Wladimir I. Lenin: Neue Aufgaben und neue Kräfte1

[Wperjod" Nr. 9, 23. Februar/8. März 1905. Nach Sämtliche Werke, Band 7, 1929, S. 201-211]

Die Entwicklung der proletarischen Massenbewegung in Russland im Zusammenhang mit der Entwicklung der Sozialdemokratie ist durch drei bedeutsame Übergänge gekennzeichnet. Der erste Übergang führte von den engen Propagandazirkeln zur breiten ökonomischen Massenagitation; der zweite zur politischen Agitation in großem Maßstabe und zu offenen Straßendemonstrationen; der dritte zum regelrechten Bürgerkrieg, zum Aufstand. Jeder dieser Übergänge wurde vorbereitet einerseits durch das Wirken des sozialistischen Gedankens in vorwiegend einer Richtung, anderseits durch die tiefgehenden Veränderungen in den Lebensbedingungen und in der gesamten psychischen Einstellung der Arbeiterklasse, durch das Erwachen immer neuer Schichten derselben zu zielbewussterem und aktiverem Kampf. Diese Veränderungen gingen bisweilen geräuschlos vor sich, die Ansammlung der proletarischen Kräfte vollzog sich unbemerkt hinter der Szene, so dass sich bei den Intellektuellen nicht selten Zweifel an der Dauerhaftigkeit und Lebenskraft der Massenbewegung einstellte. Dann trat ein Umschwung ein und die ganze revolutionäre Bewegung hob sich wie mit einem Schlage auf eine neue, höhere Stufe empor. Vor dem Proletariat und seinem Vortrupp, der Sozialdemokratie, erhoben sich praktisch neue Aufgaben, zu deren Lösung neue Kräfte, wie aus dem Boden gestampft, erwuchsen, die noch am Vorabend des Umschwunges niemand vermutet hatte. Doch geschah dies alles nicht mit einem Mal, nicht ohne Schwankungen, nicht ohne Richtungskämpfe innerhalb der Sozialdemokratie, nicht ohne Rückfälle in veraltete, scheinbar längst überlebte und zu Grabe getragene Anschauungen.

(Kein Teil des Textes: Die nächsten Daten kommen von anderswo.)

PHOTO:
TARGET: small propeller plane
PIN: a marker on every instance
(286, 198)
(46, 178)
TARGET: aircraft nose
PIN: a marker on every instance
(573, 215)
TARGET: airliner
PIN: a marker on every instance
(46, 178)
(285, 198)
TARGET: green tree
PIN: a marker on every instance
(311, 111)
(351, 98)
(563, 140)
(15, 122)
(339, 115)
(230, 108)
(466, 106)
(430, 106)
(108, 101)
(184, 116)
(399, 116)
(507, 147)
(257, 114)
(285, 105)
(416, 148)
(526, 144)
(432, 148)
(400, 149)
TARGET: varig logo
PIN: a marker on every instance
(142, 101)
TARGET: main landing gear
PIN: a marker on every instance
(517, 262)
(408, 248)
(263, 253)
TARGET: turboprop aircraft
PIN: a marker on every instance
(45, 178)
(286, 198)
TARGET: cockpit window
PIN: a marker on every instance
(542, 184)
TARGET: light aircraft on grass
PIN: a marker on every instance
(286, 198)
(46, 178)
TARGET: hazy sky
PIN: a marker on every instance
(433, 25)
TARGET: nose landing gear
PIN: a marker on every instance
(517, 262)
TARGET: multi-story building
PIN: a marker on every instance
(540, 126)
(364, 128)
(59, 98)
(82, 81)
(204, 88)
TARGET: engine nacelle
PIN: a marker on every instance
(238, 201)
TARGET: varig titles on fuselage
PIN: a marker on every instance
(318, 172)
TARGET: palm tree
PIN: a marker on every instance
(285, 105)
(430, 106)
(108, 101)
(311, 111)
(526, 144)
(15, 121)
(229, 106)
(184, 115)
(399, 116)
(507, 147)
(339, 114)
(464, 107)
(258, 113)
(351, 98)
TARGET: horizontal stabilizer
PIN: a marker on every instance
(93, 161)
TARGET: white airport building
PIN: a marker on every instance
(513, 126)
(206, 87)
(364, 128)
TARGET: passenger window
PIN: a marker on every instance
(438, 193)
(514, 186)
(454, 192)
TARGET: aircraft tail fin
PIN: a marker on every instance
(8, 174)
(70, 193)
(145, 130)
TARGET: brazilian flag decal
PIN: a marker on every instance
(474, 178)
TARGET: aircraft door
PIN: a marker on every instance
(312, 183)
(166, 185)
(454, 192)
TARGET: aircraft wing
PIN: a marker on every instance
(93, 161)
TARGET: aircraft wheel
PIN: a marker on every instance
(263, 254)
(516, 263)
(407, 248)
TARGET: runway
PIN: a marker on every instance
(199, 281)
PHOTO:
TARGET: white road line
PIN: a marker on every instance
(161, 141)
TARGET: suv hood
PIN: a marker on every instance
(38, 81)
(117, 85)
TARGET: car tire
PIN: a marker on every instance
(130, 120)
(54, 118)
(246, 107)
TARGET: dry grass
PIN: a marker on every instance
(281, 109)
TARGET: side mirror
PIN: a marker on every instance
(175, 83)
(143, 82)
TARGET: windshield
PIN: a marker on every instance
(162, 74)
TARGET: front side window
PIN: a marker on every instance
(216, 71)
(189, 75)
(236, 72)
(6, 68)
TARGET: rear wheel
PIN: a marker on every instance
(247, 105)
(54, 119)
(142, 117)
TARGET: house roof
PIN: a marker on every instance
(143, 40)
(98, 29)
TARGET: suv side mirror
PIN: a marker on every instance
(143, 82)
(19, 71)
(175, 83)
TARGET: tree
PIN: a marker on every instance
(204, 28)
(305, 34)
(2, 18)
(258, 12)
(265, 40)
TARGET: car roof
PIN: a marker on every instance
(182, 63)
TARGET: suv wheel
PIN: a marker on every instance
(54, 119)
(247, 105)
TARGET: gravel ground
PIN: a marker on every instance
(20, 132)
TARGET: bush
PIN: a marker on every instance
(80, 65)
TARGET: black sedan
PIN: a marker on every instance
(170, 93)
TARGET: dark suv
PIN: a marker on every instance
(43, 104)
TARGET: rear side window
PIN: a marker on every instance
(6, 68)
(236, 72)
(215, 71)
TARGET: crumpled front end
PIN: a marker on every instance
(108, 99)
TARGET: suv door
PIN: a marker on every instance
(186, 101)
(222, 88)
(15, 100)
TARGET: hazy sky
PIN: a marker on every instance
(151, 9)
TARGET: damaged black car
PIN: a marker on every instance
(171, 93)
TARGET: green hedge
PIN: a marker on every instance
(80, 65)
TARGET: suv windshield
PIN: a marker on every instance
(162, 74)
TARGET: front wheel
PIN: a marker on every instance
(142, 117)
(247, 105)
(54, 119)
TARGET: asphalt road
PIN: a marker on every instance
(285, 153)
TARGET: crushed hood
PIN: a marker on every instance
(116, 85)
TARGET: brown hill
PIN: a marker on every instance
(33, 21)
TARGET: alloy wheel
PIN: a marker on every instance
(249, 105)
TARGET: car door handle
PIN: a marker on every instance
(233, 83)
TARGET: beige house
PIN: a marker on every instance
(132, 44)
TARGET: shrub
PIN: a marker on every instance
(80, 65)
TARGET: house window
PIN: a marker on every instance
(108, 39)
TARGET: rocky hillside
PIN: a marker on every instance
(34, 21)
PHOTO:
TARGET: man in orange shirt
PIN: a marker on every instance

Jetzt durchlebt unsere Partei wieder eine solche Periode der Schwankungen. Um unsere Taktik und unsere Organisation den neuen Aufgaben anpassen zu können, muss man den Widerstand der opportunistischen Theorien über „Demonstrationen von höherem Typus" (Plan der Semstwokampagne) oder über die „Organisation als Prozess" überwinden, muss man gegen die reaktionäre Furcht vor der „Festsetzung" des Aufstandes oder vor der revolutionären demokratischen Diktatur des Proletariats und der Bauernschaft ankämpfen.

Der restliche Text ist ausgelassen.